Par dernières conclusions notifiées par RPVA le 14 décembre 2022, la SCI [Adresse 6] demande au tribunal de :
– Débouter la société Pressing Du Baobab de l’ensemble de ses demandes,
– La condamner à lui verser la somme de 17.628,36 euros, se décomposant comme suit:
– 13.666,96 euros au titre des loyers et charges afférents au local affecté au fonds de commerce exploité sous l’enseigne  » PRESSING DU BAOBAB  » suivant décompte arrêté au 9 septembre 2024 ;
– 3.961,40 euros au titre des loyers et charges afférents au local affecté au fonds de commerce exploité sous l’enseigne  » PHOTO EXPRESS  » suivant décompte arrêté au 9 septembre 2024 ;
– dire et juger que les sommes dues en principal porteront intérêts au taux légal à compter de la date d’exigibilité de chacune des échéances locatives impayées,
– ordonner l’anatocisme,
– condamner la société Pressing Du Baobab à lui verser la somme de 5.000 euros à titre de dommages-intérêts,
– la condamner à lui verser une somme de 4.000 euros sur le fondement de l’article 700 du Code de procédure civile,
– dire n’y avoir lieu à écarter l’exécution provisoire de la décision à intervenir,
– condamner aux entiers dépens dont distraction au profit de Maître Anne Mas conformément aux dispositions de l’article 699 du Code de procédure civile.

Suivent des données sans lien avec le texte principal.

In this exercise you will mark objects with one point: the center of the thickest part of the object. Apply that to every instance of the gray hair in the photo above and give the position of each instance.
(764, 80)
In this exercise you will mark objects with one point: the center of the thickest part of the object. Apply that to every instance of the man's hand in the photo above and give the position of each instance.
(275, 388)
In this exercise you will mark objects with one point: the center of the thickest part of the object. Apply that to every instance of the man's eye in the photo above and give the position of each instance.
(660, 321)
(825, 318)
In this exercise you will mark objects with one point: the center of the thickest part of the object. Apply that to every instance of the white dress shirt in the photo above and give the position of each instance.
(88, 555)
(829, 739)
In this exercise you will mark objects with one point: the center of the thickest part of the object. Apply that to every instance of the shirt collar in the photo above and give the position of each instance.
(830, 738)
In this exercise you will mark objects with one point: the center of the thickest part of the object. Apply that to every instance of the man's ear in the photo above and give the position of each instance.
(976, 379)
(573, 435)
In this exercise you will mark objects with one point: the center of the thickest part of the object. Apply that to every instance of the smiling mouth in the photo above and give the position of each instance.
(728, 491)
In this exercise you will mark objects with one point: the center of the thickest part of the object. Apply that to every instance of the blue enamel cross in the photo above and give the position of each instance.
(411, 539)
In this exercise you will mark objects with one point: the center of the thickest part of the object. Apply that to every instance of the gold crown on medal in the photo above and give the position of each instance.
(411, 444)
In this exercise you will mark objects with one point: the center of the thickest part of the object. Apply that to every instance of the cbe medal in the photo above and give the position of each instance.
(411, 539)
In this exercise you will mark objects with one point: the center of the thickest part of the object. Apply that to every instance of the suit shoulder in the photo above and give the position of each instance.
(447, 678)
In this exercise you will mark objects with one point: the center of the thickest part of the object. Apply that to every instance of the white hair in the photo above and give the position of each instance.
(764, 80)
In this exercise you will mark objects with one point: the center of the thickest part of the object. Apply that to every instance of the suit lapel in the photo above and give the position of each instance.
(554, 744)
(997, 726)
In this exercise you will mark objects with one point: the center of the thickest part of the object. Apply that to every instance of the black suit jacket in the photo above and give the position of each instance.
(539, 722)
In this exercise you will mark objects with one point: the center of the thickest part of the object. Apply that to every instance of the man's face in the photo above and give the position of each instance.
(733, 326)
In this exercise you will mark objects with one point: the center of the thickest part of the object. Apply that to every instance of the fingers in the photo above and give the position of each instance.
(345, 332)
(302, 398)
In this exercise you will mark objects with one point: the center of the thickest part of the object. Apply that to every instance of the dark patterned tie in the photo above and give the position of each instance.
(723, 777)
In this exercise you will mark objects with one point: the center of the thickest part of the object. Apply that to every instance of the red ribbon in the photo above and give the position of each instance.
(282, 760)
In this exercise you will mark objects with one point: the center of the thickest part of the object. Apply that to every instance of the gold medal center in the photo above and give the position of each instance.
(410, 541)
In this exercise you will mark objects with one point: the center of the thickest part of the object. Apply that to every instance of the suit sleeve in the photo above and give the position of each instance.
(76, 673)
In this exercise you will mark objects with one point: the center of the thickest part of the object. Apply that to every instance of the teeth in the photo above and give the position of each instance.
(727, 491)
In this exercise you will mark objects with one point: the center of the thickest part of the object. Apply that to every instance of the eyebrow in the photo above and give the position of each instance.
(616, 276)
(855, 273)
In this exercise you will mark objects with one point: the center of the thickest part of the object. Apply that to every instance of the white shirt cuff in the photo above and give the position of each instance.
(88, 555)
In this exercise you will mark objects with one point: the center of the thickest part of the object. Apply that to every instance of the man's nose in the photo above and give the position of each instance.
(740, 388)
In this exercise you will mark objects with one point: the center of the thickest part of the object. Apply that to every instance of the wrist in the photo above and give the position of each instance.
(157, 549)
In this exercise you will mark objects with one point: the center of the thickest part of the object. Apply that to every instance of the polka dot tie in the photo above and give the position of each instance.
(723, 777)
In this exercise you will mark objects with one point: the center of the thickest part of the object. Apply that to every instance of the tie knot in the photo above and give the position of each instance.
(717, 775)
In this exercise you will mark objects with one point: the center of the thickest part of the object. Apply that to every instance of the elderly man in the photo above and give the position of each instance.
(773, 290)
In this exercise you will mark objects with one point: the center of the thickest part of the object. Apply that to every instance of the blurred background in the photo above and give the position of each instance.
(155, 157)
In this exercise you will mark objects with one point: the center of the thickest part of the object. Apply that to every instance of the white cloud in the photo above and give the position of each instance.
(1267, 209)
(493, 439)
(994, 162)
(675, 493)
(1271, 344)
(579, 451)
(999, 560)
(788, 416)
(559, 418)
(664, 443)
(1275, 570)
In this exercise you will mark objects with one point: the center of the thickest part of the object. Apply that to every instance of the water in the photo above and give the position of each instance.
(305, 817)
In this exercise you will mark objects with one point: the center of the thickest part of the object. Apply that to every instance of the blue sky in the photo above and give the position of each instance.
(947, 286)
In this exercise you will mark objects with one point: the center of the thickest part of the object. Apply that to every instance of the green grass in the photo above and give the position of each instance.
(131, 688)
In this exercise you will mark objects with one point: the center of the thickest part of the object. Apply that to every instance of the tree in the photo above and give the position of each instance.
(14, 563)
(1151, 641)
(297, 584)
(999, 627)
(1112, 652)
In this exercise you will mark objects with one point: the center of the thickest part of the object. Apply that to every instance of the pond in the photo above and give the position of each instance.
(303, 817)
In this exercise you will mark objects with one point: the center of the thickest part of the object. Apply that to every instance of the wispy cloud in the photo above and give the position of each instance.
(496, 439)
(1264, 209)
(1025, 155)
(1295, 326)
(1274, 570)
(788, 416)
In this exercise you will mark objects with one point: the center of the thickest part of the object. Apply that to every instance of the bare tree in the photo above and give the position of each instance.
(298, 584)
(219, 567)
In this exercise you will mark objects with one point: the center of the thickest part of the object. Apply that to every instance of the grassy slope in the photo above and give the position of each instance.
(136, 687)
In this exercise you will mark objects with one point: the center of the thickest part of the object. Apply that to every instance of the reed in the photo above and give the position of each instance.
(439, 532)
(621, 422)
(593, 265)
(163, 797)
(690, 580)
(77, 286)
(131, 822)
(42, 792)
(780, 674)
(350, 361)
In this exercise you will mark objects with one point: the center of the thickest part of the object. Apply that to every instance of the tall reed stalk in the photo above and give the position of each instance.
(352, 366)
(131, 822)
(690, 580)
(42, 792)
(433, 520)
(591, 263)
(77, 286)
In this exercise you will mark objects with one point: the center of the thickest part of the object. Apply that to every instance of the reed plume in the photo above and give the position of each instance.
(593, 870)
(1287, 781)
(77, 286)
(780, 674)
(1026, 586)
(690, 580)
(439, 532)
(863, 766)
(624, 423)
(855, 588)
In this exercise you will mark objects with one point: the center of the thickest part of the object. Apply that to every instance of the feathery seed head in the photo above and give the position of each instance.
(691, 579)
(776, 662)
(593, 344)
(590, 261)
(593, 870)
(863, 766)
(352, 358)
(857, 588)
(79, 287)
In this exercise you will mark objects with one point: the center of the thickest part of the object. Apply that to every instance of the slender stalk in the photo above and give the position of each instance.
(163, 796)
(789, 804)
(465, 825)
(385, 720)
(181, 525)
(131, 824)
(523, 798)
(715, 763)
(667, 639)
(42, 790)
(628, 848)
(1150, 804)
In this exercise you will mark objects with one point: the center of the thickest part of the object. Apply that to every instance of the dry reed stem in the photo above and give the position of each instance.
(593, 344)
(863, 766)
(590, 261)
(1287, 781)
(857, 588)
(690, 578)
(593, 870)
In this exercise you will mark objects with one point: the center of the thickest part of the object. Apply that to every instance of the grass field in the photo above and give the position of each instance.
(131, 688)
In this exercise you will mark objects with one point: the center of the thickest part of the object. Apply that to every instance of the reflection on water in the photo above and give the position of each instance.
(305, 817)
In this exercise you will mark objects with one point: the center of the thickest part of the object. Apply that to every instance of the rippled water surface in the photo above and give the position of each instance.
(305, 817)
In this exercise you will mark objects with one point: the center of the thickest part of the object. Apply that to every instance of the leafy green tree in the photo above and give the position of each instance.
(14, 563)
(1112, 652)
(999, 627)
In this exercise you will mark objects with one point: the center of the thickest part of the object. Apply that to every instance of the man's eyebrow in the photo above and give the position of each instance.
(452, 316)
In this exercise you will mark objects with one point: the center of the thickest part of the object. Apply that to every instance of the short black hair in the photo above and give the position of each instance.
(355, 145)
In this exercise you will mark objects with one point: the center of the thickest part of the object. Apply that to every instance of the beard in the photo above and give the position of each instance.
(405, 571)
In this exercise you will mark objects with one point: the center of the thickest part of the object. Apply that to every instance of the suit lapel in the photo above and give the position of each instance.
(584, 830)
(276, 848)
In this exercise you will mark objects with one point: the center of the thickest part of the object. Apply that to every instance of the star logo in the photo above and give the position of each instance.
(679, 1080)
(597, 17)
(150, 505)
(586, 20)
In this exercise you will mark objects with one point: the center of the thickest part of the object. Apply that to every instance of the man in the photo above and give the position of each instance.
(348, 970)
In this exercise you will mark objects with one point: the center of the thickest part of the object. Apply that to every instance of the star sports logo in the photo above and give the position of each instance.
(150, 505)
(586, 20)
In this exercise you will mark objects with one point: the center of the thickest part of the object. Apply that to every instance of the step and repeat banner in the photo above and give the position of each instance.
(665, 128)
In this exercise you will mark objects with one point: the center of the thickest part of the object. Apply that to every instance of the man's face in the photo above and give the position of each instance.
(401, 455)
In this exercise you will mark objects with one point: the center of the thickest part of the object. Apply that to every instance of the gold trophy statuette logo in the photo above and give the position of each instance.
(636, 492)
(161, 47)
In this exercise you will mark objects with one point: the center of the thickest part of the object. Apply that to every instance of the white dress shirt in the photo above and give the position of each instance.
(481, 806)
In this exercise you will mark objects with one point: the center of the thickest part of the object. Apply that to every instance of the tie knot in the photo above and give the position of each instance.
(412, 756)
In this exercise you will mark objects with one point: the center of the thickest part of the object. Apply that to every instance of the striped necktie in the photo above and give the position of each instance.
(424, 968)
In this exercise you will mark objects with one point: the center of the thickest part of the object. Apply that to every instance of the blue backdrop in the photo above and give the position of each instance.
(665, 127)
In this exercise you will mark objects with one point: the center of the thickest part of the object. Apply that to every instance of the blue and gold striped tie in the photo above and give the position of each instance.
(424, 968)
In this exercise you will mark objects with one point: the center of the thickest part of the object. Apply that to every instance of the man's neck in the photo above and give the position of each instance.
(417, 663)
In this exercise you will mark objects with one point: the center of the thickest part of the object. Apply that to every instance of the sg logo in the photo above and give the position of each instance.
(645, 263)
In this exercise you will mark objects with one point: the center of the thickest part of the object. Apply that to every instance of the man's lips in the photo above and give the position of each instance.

Conformément à l’article 455 du code procédure civile, il est fait expressément référence aux conclusions des parties visées ci-dessus pour un plus ample exposé des faits de la cause, des prétentions et des moyens.

L’ordonnance de clôture a été rendue le 5 janvier 2023. L’affaire a été fixée pour être plaidée à l’audience tenue à juge rapporteur du 10 septembre 2024. A l’audience, l’affaire a été mise en délibéré au 26 novembre 2024, date à laquelle le jugement a été rendu par mise à disposition au greffe.

PAR CES MOTIFS

Le tribunal, statuant après débats en audience publique, par mise à disposition au greffe, par jugement contradictoire et en premier ressort :

Déboute la SARL Société Du Pressing du Baobab de sa demande en remboursement de loyers et charges afférents aux périodes de fermetures administratives et couvre-feu liées à la pandémie de Covid-19,

Condamne la SARL Société Du Pressing du Baobab à payer à la SCI [Adresse 6] la somme de 17.628,36 euros au titre d’arriérés de loyers et charges arrêtés au 9 septembre 2024, avec intérêts au taux légal à compter de la présente décision,

Dit que les intérêts au taux légal dus au moins pour une année entière seront capitalisés en application de l’article 1343-2 du code civil,

Déboute la SARL Société Du Pressing du Baobab de sa demande de délais de paiement,

Déboute la SCI [Adresse 6] de sa demande de dommages et intérêts,

Déboute la SARL Société Du Pressing du Baobab de sa demande de dommages et intérêts,

Condamne la SARL Société Du Pressing du Baobab à payer à la SCI [Adresse 6] la somme de 4.000 euros en application de l’article 700 du code de procédure civile,

Déboute la SARL Société Du Pressing du Baobab de sa demande au titre de l’article 700 du code de procédure civile,

Condamne la SARL Société Du Pressing du Baobab aux entiers dépens de l’instance avec distraction au profit de Me Anne Mas,

Dit n’y avoir lieu à écarter l’exécution provisoire,

Fait et jugé à Paris le 26 Novembre 2024.